Годы шли, подрастали другие дети, и все тот же старый Джозеф возил их в школу и из школы, – двоих, троих, а потом и четверых зараз. Барнсовскую двуколку, когда-то блестевшую лаком, а ныне уже довольно потрепанную и облезлую, знали во всей округе. Хозяйки и батраки со всех ферм между Даклой и Ред-Килном проверяли по ней часы. «Вон старый Джозеф повез барнсовских детишек в школу, значит, уже больше половины девятого!» или: «Верно, уже четвертый час: барнсовские детишки едут из школы». Старый Джозеф на козлах, выезжающий из ворот Торнбро или дожидающийся у почты, у вокзала или какой-нибудь даклинской лавки, представлял для местных жителей зрелище не менее привычное, чем закат и восход или поезд Пенсильванской железной дороги.
В Джозефе и детях, так же как в Солоне и Бенишии, люди видели некий символ добропорядочности и благосостояния. Барнсы были зажиточными людьми, строго придерживались квакерских обычаев, и всякий мог рассчитывать у них на ласковый и радушный прием. Солон был не мастер на сладкие речи и чужд тех ухищрений, которыми покупается и удерживается внимание толпы, но люди умные и проницательные из любого общественного круга всегда чувствовали к нему расположение. Его хвалили за справедливое отношение к подчиненным, ценили за готовность помогать бедным и обездоленным (если они того заслуживали), он неизменно пользовался уважением своих собратьев по даклинской общине. Это был в полном смысле слова хороший человек – один из тех, кто служит оплотом Америки.
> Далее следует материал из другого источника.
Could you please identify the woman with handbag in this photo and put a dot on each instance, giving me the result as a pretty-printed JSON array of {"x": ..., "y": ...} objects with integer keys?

Первое свое отцовское огорчение Солон испытал тогда, когда понял, что Айсобел некрасива, не в пример своим младшим братьям и сестрам. И вот настало время, когда она сама поняла это. У нее был чересчур длинный нос, волосы тусклые, какого-то неопределенного пепельно-серого оттенка, цвет лица землистый, лоб в прыщах. Еще маленькой девочкой она не раз ощущала, что чем-то отличается от других, красивых детей, теперь же, в ред-килнской школе, ей с этим приходилось сталкиваться на каждом шагу. Мало-помалу она стала смутно догадываться, что эти тридцать пять мальчиков и девочек (в классе было примерно поровну тех и других) приходят в школу не только для того, чтобы учиться. Что-то еще происходило здесь, что-то гораздо более близкое человеческой природе, и проявлялось оно в постоянном соперничестве между мальчиками из-за благосклонности той или иной девочки.
Как-то раз уроки кончились раньше обычного, и Айсобел решила пойти Джозефу навстречу. На дороге она вдруг увидела Уильяма Тесса, мальчика из жившей по соседству квакерской семьи, который гнался за одной из ее сверстниц, Порцией Даггетт. Догнав девочку, он схватил ее и поцеловал в щеку, насильно, по-видимому, но все же поцеловал. Бедная Айсобел! Она не могла не замечать, что Порция, хорошенькая, румяная блондинка, нравится всем мальчикам. Уильям был самым красивым из ред-килнских школьников, и сама Айсобел втайне чувствовала к нему безотчетное влечение. То, чему она стала невольной свидетельницей, задело ее за живое; несколько дней она ни о чем другом не могла думать. Мать, заметив, что девочка словно не в себе, спросила, не захворала ли она.
– Да нет, мама, я здорова, – ответила Айсобел безучастно.
– Но у тебя какой-то странный вид, детка, – настаивала обеспокоенная Бенишия. – Может быть, неприятности в школе?
– Нет, мама, никаких неприятностей. Просто мне очень надоели все наши мальчики и девочки. Хоть бы у меня были еще какие-нибудь знакомые дети! Ты даже не знаешь, мамочка, как это надоедает, – каждый день делать одно и то же, видеть одни и те же лица. Никуда мы не ходим, ничем не занимаемся.
Бенишия была озадачена.
– Что ты, Айсобел! – сказала она. – Ведь ты же знаешь, что мы, твой отец и я, делаем для тебя все, что только можем. Ты живешь в чудесном доме, ты не одна, у тебя есть братья и сестры. Чего тебе еще нужно? Право, я тебя не понимаю, Айсобел.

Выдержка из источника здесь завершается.